Third, the eBPF framework records 36 real‑time features for every installation and post‑installation run. The feature set spans six categories: (1) system‑call sequences, (2) file and directory access logs, (3) network traffic metadata (packet counts, destinations, ports), (4) resource consumption (CPU, memory, I/O), (5) dependency resolution events, and (6) installer script outcomes. The authors reduced an initial pool of > 105 probes to the most informative 36, achieving low overhead (average CPU < 3 %, memory < 50 MB). All traces are stored in CSV/Parquet format for easy ingestion.

The dataset is then used to benchmark four supervised models: Random Forest, XGBoost, a 1‑D Convolutional Neural Network, and an LSTM network. Using 5‑fold cross‑validation, the models achieve average accuracy > 96 %, precision and recall > 0.93, and F1‑score ≈ 0.94. Notably, the dynamic‑only features enable detection of four malicious packages that were labeled benign by all existing metadata and static datasets. These four packages each had thousands of downloads, underscoring the real‑world impact of the missed detections.

A comparative analysis shows that metadata‑only approaches suffer from high false‑positive rates (> 30 %) and near‑zero recall for multi‑stage attacks, while static code datasets miss obfuscated or install‑time payloads entirely. QUT‑DV25’s dynamic traces provide the missing visibility, allowing models to learn patterns such as delayed network connections, unusual file writes in temporary directories, and atypical dependency chains that are characteristic of modern supply‑chain threats.

The authors acknowledge limitations: (a) the Raspberry Pi sandbox may not perfectly emulate production server environments, potentially affecting the manifestation of hardware‑specific malware; (b) eBPF probe selection still requires expert knowledge, and future work could automate probe optimization; (c) attacks that embed kernel‑level rootkits or exploit hardware features may evade the current probe set.

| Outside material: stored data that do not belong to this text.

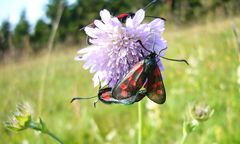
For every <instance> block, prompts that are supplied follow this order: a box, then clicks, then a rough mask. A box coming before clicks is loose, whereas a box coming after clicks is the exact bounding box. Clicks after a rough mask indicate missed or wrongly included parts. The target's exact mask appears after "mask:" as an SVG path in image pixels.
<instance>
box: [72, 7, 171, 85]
mask: <svg viewBox="0 0 240 144" xmlns="http://www.w3.org/2000/svg"><path fill="white" fill-rule="evenodd" d="M100 17H101V21H100V20H95V21H94V24H95V26H96V27H95V28H92V27H86V28H85V32H86V34H87V35H88V36H89V37H91V39H90V42H91V43H92V45H91V46H89V47H87V48H84V49H81V50H79V51H78V54H79V55H80V56H81V59H79V56H78V59H77V60H83V61H85V64H84V66H83V67H84V68H85V69H90V72H91V73H95V74H94V77H93V81H94V86H97V85H98V83H99V79H100V80H101V81H103V82H104V84H107V83H109V82H110V83H109V85H110V86H114V85H115V83H116V82H117V81H118V80H119V79H121V78H122V77H123V76H124V75H125V74H126V73H127V72H128V71H129V70H130V69H131V68H132V67H133V65H135V64H136V63H137V62H139V60H142V59H143V58H144V57H143V56H142V54H141V52H143V53H144V55H148V54H149V53H148V52H147V51H146V50H145V49H143V48H142V47H141V45H140V44H139V43H138V42H137V41H139V40H140V41H141V42H142V43H143V45H144V46H145V47H146V49H148V50H149V51H155V52H156V53H158V52H159V51H161V50H162V49H165V48H166V47H167V43H166V41H165V40H164V39H163V38H162V36H161V34H162V33H163V31H164V21H163V20H161V19H154V20H153V21H151V22H150V23H143V24H142V21H143V19H144V17H145V11H144V10H143V9H140V10H138V11H137V12H136V13H135V16H134V17H133V18H127V20H126V23H125V24H123V23H121V22H120V21H119V20H118V18H117V17H112V16H111V15H110V13H109V11H107V10H102V11H100ZM154 44H155V46H154V49H152V48H153V45H154ZM161 55H164V53H161ZM157 60H159V58H157ZM158 65H159V67H160V69H163V66H162V64H161V61H160V60H159V62H158Z"/></svg>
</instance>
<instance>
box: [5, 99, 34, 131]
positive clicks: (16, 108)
mask: <svg viewBox="0 0 240 144" xmlns="http://www.w3.org/2000/svg"><path fill="white" fill-rule="evenodd" d="M30 122H31V107H30V105H29V104H28V103H22V104H20V105H18V106H17V108H16V111H15V112H13V115H12V116H10V118H9V121H7V122H5V126H6V127H7V128H9V129H11V130H15V131H21V130H24V129H26V128H28V126H29V123H30Z"/></svg>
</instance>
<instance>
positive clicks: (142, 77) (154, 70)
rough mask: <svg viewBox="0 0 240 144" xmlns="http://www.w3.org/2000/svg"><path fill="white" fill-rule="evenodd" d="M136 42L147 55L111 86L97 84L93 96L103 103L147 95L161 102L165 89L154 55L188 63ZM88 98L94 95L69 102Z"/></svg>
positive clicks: (116, 101)
mask: <svg viewBox="0 0 240 144" xmlns="http://www.w3.org/2000/svg"><path fill="white" fill-rule="evenodd" d="M138 42H139V44H140V45H141V46H142V47H143V49H145V50H146V51H148V52H149V55H147V56H145V57H144V59H143V60H141V61H139V62H138V63H137V64H135V65H134V66H133V68H132V69H131V70H130V71H129V72H128V73H127V74H126V75H125V76H124V77H123V79H121V80H119V81H118V82H117V84H116V85H115V86H114V87H113V88H111V87H106V88H101V84H99V86H100V87H99V91H98V96H95V97H98V99H99V100H100V101H102V102H103V103H106V104H111V103H119V104H133V103H135V102H138V101H140V100H141V99H143V98H144V97H145V96H147V97H148V98H149V99H150V100H152V101H154V102H155V103H157V104H163V103H164V102H165V100H166V91H165V88H164V84H163V80H162V75H161V71H160V69H159V67H158V65H157V61H156V56H159V57H161V58H164V59H167V60H171V61H178V62H185V63H186V64H188V62H187V61H186V60H176V59H170V58H166V57H163V56H160V53H161V51H160V52H159V54H156V53H155V52H154V51H153V52H151V51H149V50H147V49H146V48H145V47H144V46H143V44H142V42H141V41H138ZM163 50H165V49H163ZM143 87H144V88H143ZM142 88H143V89H142ZM90 98H94V97H89V98H80V97H76V98H73V99H72V101H71V102H73V101H74V100H76V99H90ZM95 105H96V102H94V106H95Z"/></svg>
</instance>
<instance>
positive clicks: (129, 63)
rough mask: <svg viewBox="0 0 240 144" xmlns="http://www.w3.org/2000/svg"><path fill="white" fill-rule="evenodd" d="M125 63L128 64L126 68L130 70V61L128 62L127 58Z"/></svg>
mask: <svg viewBox="0 0 240 144" xmlns="http://www.w3.org/2000/svg"><path fill="white" fill-rule="evenodd" d="M127 64H128V70H130V68H131V67H130V63H129V61H128V60H127Z"/></svg>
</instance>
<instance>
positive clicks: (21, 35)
mask: <svg viewBox="0 0 240 144" xmlns="http://www.w3.org/2000/svg"><path fill="white" fill-rule="evenodd" d="M29 31H30V24H29V23H28V21H27V19H26V12H25V11H22V13H21V16H20V20H19V22H18V24H17V25H16V27H15V29H14V43H15V44H16V45H17V48H21V49H22V48H23V42H24V37H26V36H29Z"/></svg>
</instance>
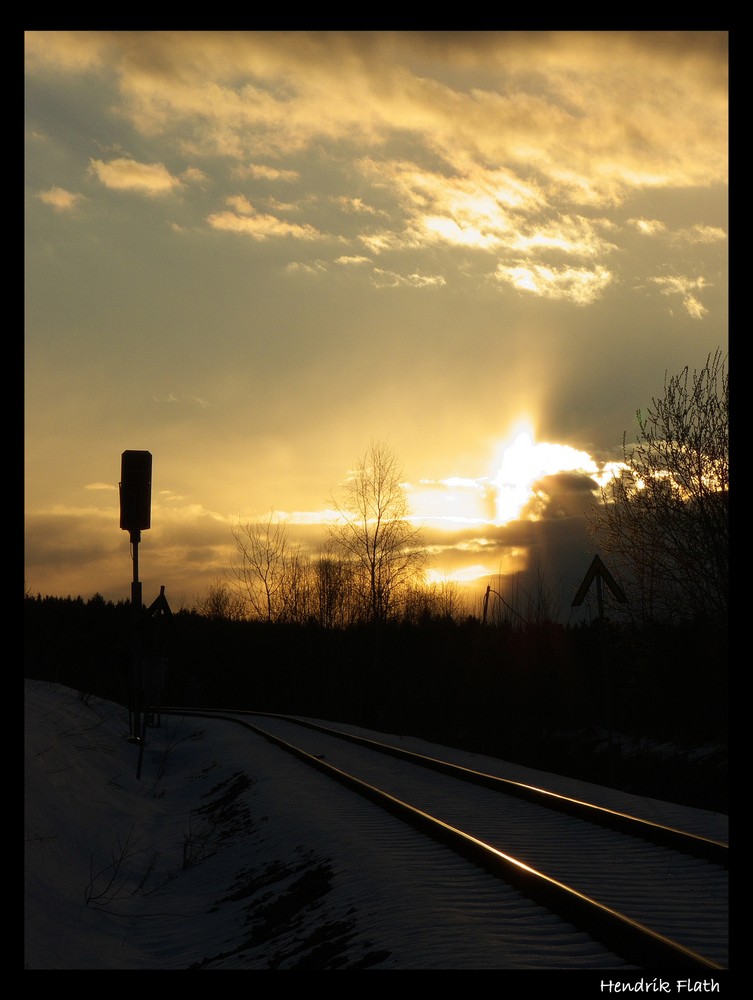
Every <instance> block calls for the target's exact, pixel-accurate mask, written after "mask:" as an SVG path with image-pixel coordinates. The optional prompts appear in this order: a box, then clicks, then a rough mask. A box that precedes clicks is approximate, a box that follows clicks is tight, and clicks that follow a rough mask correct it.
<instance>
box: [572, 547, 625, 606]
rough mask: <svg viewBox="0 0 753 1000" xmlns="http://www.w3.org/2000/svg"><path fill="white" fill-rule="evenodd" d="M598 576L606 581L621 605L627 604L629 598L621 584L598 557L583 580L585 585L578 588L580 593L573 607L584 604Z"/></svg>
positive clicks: (581, 585)
mask: <svg viewBox="0 0 753 1000" xmlns="http://www.w3.org/2000/svg"><path fill="white" fill-rule="evenodd" d="M597 576H598V577H600V578H601V579H602V580H603V581H604V583H606V585H607V586H608V587H609V589H610V590H611V591H612V594H613V595H614V597H615V600H617V601H619V602H620V604H627V597H625V593H624V591H623V590H622V588H621V587H620V586H619V584H618V583H617V581H616V580H615V579H614V577H613V576H612V574H611V573H610V572H609V570H608V569H607V568H606V566H605V565H604V563H603V562H602V561H601V559H599V557H598V556H594V557H593V562H592V563H591V565H590V566H589V568H588V572H587V573H586V575H585V577H584V578H583V583H582V584H581V585H580V587H579V588H578V593H577V594H576V595H575V598H574V600H573V603H572V607H574V608H577V607H578V605H580V604H582V603H583V599H584V598H585V596H586V594H587V593H588V588H589V587H590V586H591V584H592V583H593V581H594V580H595V578H596V577H597Z"/></svg>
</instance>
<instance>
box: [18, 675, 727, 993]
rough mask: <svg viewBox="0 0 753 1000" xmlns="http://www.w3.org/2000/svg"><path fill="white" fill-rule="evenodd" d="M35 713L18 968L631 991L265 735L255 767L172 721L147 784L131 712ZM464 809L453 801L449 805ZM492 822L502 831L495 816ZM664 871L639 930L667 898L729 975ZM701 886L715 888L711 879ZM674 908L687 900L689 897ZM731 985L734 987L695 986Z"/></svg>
mask: <svg viewBox="0 0 753 1000" xmlns="http://www.w3.org/2000/svg"><path fill="white" fill-rule="evenodd" d="M24 705H25V725H24V755H25V756H24V760H25V764H24V855H25V864H24V969H25V970H36V969H109V970H115V969H124V970H125V969H141V970H145V969H173V970H177V969H187V968H189V967H191V966H192V965H194V964H195V963H197V962H201V961H204V960H206V964H205V965H204V968H206V969H229V968H230V969H232V968H236V969H241V968H242V969H275V968H280V969H291V968H296V967H298V968H304V969H305V968H306V965H300V964H299V965H296V963H302V962H305V961H306V960H310V958H311V956H312V955H313V954H314V953H315V951H316V947H317V946H318V947H319V948H320V949H326V948H327V947H329V948H330V949H331V950H330V953H329V956H328V961H329V964H328V965H324V966H323V967H324V968H330V969H335V968H344V969H355V968H359V964H358V963H360V962H364V961H365V960H368V962H369V963H370V964H365V965H361V966H360V967H362V968H375V969H380V968H381V969H393V970H411V969H413V970H415V969H419V970H431V969H464V970H472V969H486V968H492V969H497V970H506V971H511V970H535V971H536V972H537V973H540V972H541V971H542V970H546V969H548V970H550V971H556V970H559V972H560V974H561V973H562V971H566V972H567V974H568V977H572V974H573V972H575V971H576V970H580V971H581V972H586V971H588V973H589V974H588V976H587V977H586V978H587V980H588V986H589V988H593V990H594V991H598V990H599V978H598V977H599V975H600V973H599V972H598V970H604V969H607V970H610V971H611V973H613V974H614V975H615V977H617V978H620V977H621V978H622V979H623V981H630V982H632V981H633V977H634V976H636V975H638V976H640V971H639V972H638V973H636V972H635V971H634V970H633V971H632V972H631V974H630V975H629V977H628V976H626V975H624V970H625V963H624V962H623V961H621V960H617V959H615V957H614V956H609V955H608V954H607V953H606V952H605V950H604V948H603V947H602V946H601V945H599V944H598V943H597V942H594V941H593V940H592V939H591V938H590V937H589V936H588V935H586V934H580V935H578V936H577V939H576V941H575V942H574V940H573V933H572V930H571V929H570V928H569V927H568V926H567V925H566V924H565V922H564V921H563V920H561V919H560V918H558V917H553V916H552V915H551V914H547V913H546V912H545V911H542V909H541V907H539V906H536V905H534V904H531V903H529V902H528V901H527V900H526V899H525V898H524V897H523V896H522V895H521V894H520V893H519V892H518V891H517V890H515V889H512V888H510V887H507V886H504V885H503V884H502V883H500V882H499V881H498V880H496V879H495V878H494V877H493V876H492V875H489V874H487V873H485V872H482V871H481V870H480V869H476V868H475V867H474V866H473V865H471V864H470V863H469V862H468V861H467V860H465V859H462V858H459V857H458V858H454V859H448V856H447V852H446V851H445V849H444V848H443V847H441V846H440V845H435V846H434V847H433V849H430V850H428V851H427V845H426V843H425V839H424V838H423V837H422V836H421V835H419V834H417V833H414V832H413V831H411V830H409V829H408V828H406V827H404V826H403V825H402V824H401V822H400V821H399V820H397V819H396V818H395V817H393V816H389V815H388V814H387V813H384V812H382V811H381V810H379V809H376V808H375V806H374V805H373V804H372V803H370V802H367V801H366V800H365V799H363V798H360V797H359V796H357V795H354V794H352V792H351V791H349V790H347V789H345V788H343V787H341V786H340V785H339V784H337V783H336V782H332V781H330V780H329V778H327V777H326V776H324V775H321V774H313V773H312V772H311V770H310V769H309V768H307V766H306V765H305V764H303V763H301V762H300V761H299V760H296V759H294V758H293V757H292V756H291V755H289V754H285V753H281V752H280V751H279V750H278V749H277V748H276V747H274V746H272V745H271V744H270V743H268V742H266V741H265V740H263V739H261V738H257V739H256V741H255V742H254V743H253V752H252V753H250V752H249V734H248V733H247V732H246V731H245V730H243V729H242V728H241V727H240V726H237V725H232V724H229V723H227V722H222V721H219V720H205V719H202V720H198V719H193V720H192V719H188V718H182V717H171V716H164V715H163V716H162V719H161V725H160V726H158V727H153V728H152V727H150V728H148V729H147V731H146V734H147V735H146V739H145V743H144V748H143V756H142V760H141V768H140V771H139V773H138V775H137V765H138V748H137V747H136V746H135V745H134V744H131V743H130V742H129V741H128V739H127V734H128V716H127V712H126V710H125V708H124V707H123V706H121V705H116V704H114V703H112V702H109V701H104V700H102V699H99V698H97V697H94V696H90V697H89V698H87V699H82V698H81V697H79V694H78V692H76V691H73V690H71V689H70V688H68V687H65V686H63V685H59V684H51V683H47V682H43V681H36V680H29V679H27V680H26V681H25V686H24ZM341 728H345V729H346V731H352V732H356V733H360V734H363V735H366V736H369V737H371V738H378V739H379V738H382V739H383V736H382V735H381V734H375V733H372V732H370V731H368V730H361V729H357V728H356V727H347V726H342V727H341ZM388 742H392V743H395V744H397V745H400V746H404V747H406V748H408V749H411V750H414V751H415V752H418V753H425V754H429V755H430V756H433V757H436V758H439V759H446V760H451V761H454V762H456V763H458V764H461V765H463V766H466V767H471V768H475V769H481V770H484V771H486V772H487V773H490V774H502V775H503V776H505V777H508V778H510V779H512V780H516V781H521V782H525V783H529V784H530V783H532V784H535V785H536V786H537V787H544V788H550V789H552V790H554V791H557V792H559V793H561V794H564V795H572V796H574V797H577V798H580V799H585V800H587V801H595V802H597V803H598V804H601V805H603V806H605V807H607V808H612V809H617V810H619V811H622V812H630V813H632V814H635V815H639V816H642V817H644V818H646V819H649V820H652V821H654V822H659V823H663V824H665V825H668V826H674V827H677V828H680V829H685V830H688V831H692V832H694V833H696V834H698V835H699V836H705V837H710V838H712V839H714V840H721V841H723V842H725V843H726V842H727V839H728V822H727V817H726V816H722V815H720V814H718V813H712V812H708V811H706V810H700V809H691V808H688V807H683V806H676V805H672V804H671V803H666V802H660V801H658V800H656V799H644V798H642V797H640V796H636V795H631V794H628V793H626V792H617V791H614V790H613V789H608V788H605V787H602V786H598V785H591V784H588V783H585V782H581V781H576V780H574V779H571V778H565V777H563V776H558V775H551V774H545V773H543V772H540V771H534V770H531V769H529V768H526V767H523V766H521V765H516V764H510V763H508V762H504V761H498V760H494V759H493V758H488V757H483V756H478V755H476V754H471V753H466V752H463V751H459V750H453V749H448V748H447V747H439V746H436V745H433V744H429V743H425V742H424V741H421V740H417V739H414V738H412V737H410V736H390V737H388ZM341 766H345V767H346V768H349V767H350V766H351V765H350V764H347V763H346V764H344V765H341ZM356 773H357V772H356ZM422 782H423V785H422V787H425V786H426V785H427V784H428V785H431V783H432V782H431V781H430V780H428V779H426V778H423V779H422ZM280 788H284V789H285V790H286V794H280ZM459 799H460V800H461V801H462V795H458V793H457V789H456V790H455V791H454V794H453V802H452V806H454V807H457V805H458V800H459ZM475 802H476V806H477V807H478V800H477V799H476V800H475ZM448 808H449V807H448ZM508 808H509V807H508ZM481 811H482V812H483V809H482V810H481ZM477 818H478V817H477ZM494 818H495V823H493V824H492V825H493V826H495V825H496V823H497V822H498V819H499V803H495V805H494ZM560 819H562V817H560ZM538 827H539V829H538V830H537V831H536V832H534V831H531V833H530V836H528V840H527V844H528V846H529V847H530V845H531V844H532V843H533V844H536V843H537V836H538V834H540V832H541V829H540V828H541V827H542V824H541V823H540V822H539V823H538ZM576 839H577V838H572V837H570V838H565V840H563V841H562V842H561V844H560V847H559V849H558V858H559V861H560V862H561V863H565V864H570V865H573V864H574V858H573V855H576V854H577V855H579V858H580V860H581V862H582V859H583V857H584V856H586V857H589V859H590V862H589V865H588V866H587V867H588V868H589V869H592V867H593V866H592V859H593V856H594V855H593V853H589V852H584V850H583V847H582V843H581V841H580V840H577V846H576V845H574V844H573V843H572V841H573V840H576ZM566 844H567V845H569V846H570V848H571V849H570V850H567V849H566ZM612 853H613V855H614V870H612V871H611V872H609V871H607V872H604V873H603V874H605V875H610V876H611V877H614V873H615V871H616V872H617V881H618V882H621V883H622V884H623V885H624V864H625V856H624V855H623V854H619V853H617V854H615V852H612ZM675 865H677V860H675ZM575 867H576V868H577V867H578V866H577V864H575ZM682 867H683V878H682V879H680V880H679V881H680V883H681V886H680V888H682V887H684V886H685V884H686V881H685V880H686V878H687V882H688V883H689V884H691V885H693V884H695V885H696V888H697V883H696V882H695V879H694V871H696V870H697V868H698V867H701V868H702V867H703V866H702V865H700V864H699V863H697V862H695V861H694V860H693V859H688V861H687V866H685V865H683V866H682ZM666 874H667V873H666V872H664V871H662V881H663V882H664V883H665V884H664V886H663V891H662V895H661V896H660V897H659V899H660V902H659V903H658V905H657V903H656V901H654V903H653V904H652V906H648V905H647V903H646V899H645V898H644V899H643V900H642V903H641V914H642V917H643V919H644V920H647V921H650V922H651V925H652V926H654V927H656V928H661V927H664V926H666V924H665V921H667V919H668V914H667V910H668V907H669V904H668V903H667V898H668V897H667V896H666V895H664V892H666V893H668V894H669V898H671V900H672V901H673V907H672V908H671V909H672V914H671V918H670V919H671V922H672V925H673V926H675V927H677V926H678V925H680V926H682V934H684V935H685V937H684V938H681V940H683V941H685V942H687V944H688V946H689V947H694V948H695V949H698V947H699V946H698V944H697V942H698V941H699V940H703V935H702V929H703V928H704V927H705V933H706V935H707V938H706V942H705V944H704V947H703V953H704V954H707V955H708V956H709V957H710V958H712V959H713V960H714V961H716V962H718V963H719V964H721V965H723V966H725V968H726V966H727V957H726V956H727V942H726V940H725V939H724V937H723V936H722V935H720V934H719V932H718V931H717V933H716V934H714V935H711V932H710V931H709V927H712V926H718V923H717V925H714V923H713V921H712V922H710V921H708V920H707V915H706V913H705V912H703V908H699V907H698V906H697V896H694V895H693V893H692V892H688V891H687V890H685V891H684V892H682V891H681V892H680V893H679V895H678V893H677V892H676V890H677V888H678V887H677V886H676V885H672V886H669V885H668V884H667V882H666ZM678 877H679V876H678ZM306 878H308V880H309V884H313V885H314V886H315V887H316V888H317V890H318V891H317V892H316V893H314V894H313V897H312V896H308V895H304V896H303V898H300V893H299V896H298V898H299V900H300V901H299V902H298V904H297V905H295V900H296V893H295V891H294V889H295V886H296V883H297V882H298V883H299V885H302V884H303V883H304V881H305V879H306ZM670 881H671V880H670ZM704 884H705V885H706V887H707V891H708V886H709V885H710V884H711V883H710V882H709V881H708V880H707V881H706V882H705V883H704ZM406 887H410V891H409V892H406ZM623 891H624V890H623ZM683 897H684V898H685V900H686V902H685V903H684V904H683V903H680V902H679V901H678V900H679V899H682V898H683ZM688 899H689V900H690V905H688V903H687V900H688ZM725 906H726V890H725V889H724V887H723V886H721V885H720V887H719V895H718V898H714V899H709V900H708V905H707V907H706V909H707V910H708V911H709V912H717V911H718V912H723V909H722V908H723V907H725ZM653 908H655V911H654V909H653ZM276 914H277V915H278V916H277V920H276V922H275V920H274V917H275V915H276ZM279 914H282V915H283V919H280V916H279ZM652 914H653V915H652ZM654 920H655V921H656V922H655V923H654ZM721 926H722V927H723V926H724V924H723V923H722V925H721ZM262 930H266V931H267V933H262ZM252 931H253V932H254V933H253V934H252ZM675 937H676V939H680V938H679V936H678V935H677V934H676V935H675ZM325 954H326V952H325ZM337 963H339V964H337ZM308 968H311V965H309V966H308ZM594 970H597V971H594ZM658 971H660V970H653V972H651V975H652V976H653V975H655V974H656V973H657V972H658ZM601 975H603V973H601ZM676 975H678V974H677V973H675V974H673V975H670V976H668V977H666V978H667V980H668V981H674V980H675V977H676ZM691 975H692V973H691ZM720 975H722V976H726V973H725V972H721V973H718V974H717V973H712V974H710V975H707V974H704V973H700V974H698V978H699V979H701V980H703V979H704V978H705V979H706V980H707V981H710V980H719V978H720ZM592 976H593V982H591V981H590V980H591V977H592ZM571 981H572V980H571V978H570V982H571ZM552 985H555V987H556V988H559V987H558V986H556V984H554V983H553V984H552ZM718 986H719V983H717V987H718ZM672 987H673V988H672V989H671V990H670V989H667V990H666V992H672V993H674V992H675V989H674V982H672ZM602 992H603V991H602ZM677 992H680V991H679V990H677Z"/></svg>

Future directions include extending the framework to other operating systems (Windows, macOS, diverse Linux distributions), integrating automatic probe generation, exploring federated learning to preserve privacy while sharing threat intelligence, and building real‑time response mechanisms that can quarantine or rollback malicious installations based on live eBPF alerts.

In conclusion, QUT‑DV25 is the first publicly released, large‑scale, eBPF‑based dynamic analysis dataset for PyPI. It bridges the gap between static/metadata benchmarks and the reality of modern supply‑chain attacks, offering researchers a robust foundation for developing, evaluating, and benchmarking advanced detection methods. The dataset, source code, and detailed execution instructions are openly available, promoting reproducibility and encouraging the community to build more resilient OSS ecosystems.